Comprehensive Coptic Lexicon - Research Data

The repository “Comprehensive Coptic Lexicon - Research Data” contains the research data related to the dictionary:

Project documentation uploaded as PDF-files to the "Code" section and/or written in markdown in "Wiki" section.
Released TEI XML Files, XML Schemata and Release Notes.
Python scripts used in ELT scenarios.

The data in the "Code" section is organized according to the steps, along which the development of the lexicon progressed:

Step 0: Encoding Crum as TEI XML
Step 1: Creation of XML Schema
Step 2: Matching the TLA Data Model
Step 3: Standardizing the Spelling of Compounds
Step 4: Releasing Coptic Lemma List (CLL) V2
Step 5: Investigating polysemantic entries
Step 6: Setting standard lemma forms and XML IDs
Step 7: Releasing Coptic Lemma List (CLL) V2.1
Step 8: Integrating Greek Loan Words from DDGLC Project
Step 9: Releasing Comprehensive Coptic Lexicon (CCL) V1
Step 10: Removing parenthesis (round brackets) from orthographic variants
Step 11: Adopting the expression of “portmanteau” or “layered” forms
Step 12: Releasing Comprehensive Coptic Lexicon (CCL) V1.2

The bugtracker of the Comprehensive Coptic Lexicon can be found at KELLIA's dictionary repository: https://github.com/KELLIA/dictionary/issues

Below is a brief description of each step.

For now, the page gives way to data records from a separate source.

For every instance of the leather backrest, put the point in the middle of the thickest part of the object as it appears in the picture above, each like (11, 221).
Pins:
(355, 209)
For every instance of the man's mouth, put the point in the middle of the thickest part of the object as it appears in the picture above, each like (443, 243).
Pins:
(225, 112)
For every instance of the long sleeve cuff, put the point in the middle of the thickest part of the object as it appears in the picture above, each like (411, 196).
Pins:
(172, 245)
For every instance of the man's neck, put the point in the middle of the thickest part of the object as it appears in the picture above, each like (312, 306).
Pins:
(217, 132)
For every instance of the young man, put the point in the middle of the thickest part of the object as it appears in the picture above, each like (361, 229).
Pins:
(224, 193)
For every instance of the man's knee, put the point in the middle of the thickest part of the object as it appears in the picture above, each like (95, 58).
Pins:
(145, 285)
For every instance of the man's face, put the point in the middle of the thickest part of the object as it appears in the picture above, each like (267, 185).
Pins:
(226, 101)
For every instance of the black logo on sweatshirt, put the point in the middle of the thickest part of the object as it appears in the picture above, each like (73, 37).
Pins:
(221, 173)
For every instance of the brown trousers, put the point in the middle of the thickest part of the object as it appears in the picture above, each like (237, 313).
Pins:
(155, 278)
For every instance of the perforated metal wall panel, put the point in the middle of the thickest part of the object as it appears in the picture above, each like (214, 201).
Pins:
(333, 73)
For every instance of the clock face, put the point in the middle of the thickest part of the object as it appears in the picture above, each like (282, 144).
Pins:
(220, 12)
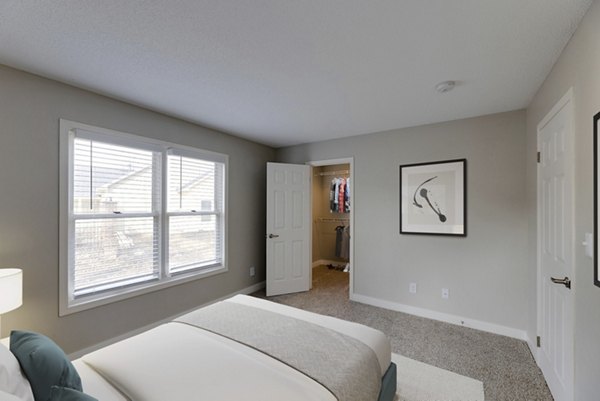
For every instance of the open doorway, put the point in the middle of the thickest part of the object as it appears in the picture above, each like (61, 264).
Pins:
(332, 228)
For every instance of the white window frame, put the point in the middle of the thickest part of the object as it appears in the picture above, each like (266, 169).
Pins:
(68, 303)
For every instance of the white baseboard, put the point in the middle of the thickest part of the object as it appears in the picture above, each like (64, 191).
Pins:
(443, 317)
(87, 350)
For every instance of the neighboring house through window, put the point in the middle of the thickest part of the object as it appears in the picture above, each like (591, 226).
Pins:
(136, 215)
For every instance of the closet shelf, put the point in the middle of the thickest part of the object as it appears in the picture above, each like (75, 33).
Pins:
(330, 173)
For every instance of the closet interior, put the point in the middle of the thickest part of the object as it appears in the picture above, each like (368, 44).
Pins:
(331, 207)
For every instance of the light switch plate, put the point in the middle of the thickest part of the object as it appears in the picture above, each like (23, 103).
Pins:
(589, 245)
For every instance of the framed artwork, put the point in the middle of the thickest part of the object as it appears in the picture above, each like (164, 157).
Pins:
(596, 199)
(433, 198)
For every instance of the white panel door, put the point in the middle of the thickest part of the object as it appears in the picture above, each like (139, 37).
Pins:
(288, 228)
(555, 249)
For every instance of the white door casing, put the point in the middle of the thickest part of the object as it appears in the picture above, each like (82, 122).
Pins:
(288, 228)
(555, 248)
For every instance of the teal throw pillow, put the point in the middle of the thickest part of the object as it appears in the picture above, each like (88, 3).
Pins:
(68, 394)
(44, 363)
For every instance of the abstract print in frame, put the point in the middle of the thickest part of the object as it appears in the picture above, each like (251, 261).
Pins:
(433, 198)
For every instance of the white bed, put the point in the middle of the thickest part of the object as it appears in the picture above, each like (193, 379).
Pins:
(176, 361)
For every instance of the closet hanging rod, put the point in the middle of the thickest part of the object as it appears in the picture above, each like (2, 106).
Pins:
(338, 172)
(332, 220)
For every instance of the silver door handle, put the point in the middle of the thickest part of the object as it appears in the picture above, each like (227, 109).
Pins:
(566, 281)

Step 0: Encoding Crum as TEI XML

Summary:

Dialectal and stative forms were encoded according to the “exclusivity” principle: e.g. included if the verb was attested in stative but not in infinitive or in Bohairic but not in Sahidic.
Status nominalis / status pronominalis forms were not explicitly encoded.
Verbal compounds included if the meaning could not be deduced from the constituent parts.
Nominal compounds included.
No loan words.

Step 1: Creation of XML Schema

Summary:

Coptic Dictionary XML Schema created according to the TEI XML Dictionary Module guidelines.
Controlled vocabulary for the "part of speech" and "subcategory" elements created, adopting the existing terms to the TLA vocabulary (German).

Step 2: Matching the TLA Data Model

Summary:

Disambiguating the values for gender, number and dialect: separate entries were created in each case.
Allowing a single "orth" per "form" only (one spelling pro word-form).
Allowing a single "usg" per "form" only (one dialect entry pro word-form).
Disambiguating the semantics of "form type="lemma"" tag. Reason: it had different meanings: a) referring to the whole compositum ("ϭⲓⲛⲱⲃϣ"), b) referrring to a part of a compositum ("ⲉⲓⲛⲉ"). In the latter case "form type="lemma"" was exchanged with "xr type="cf"".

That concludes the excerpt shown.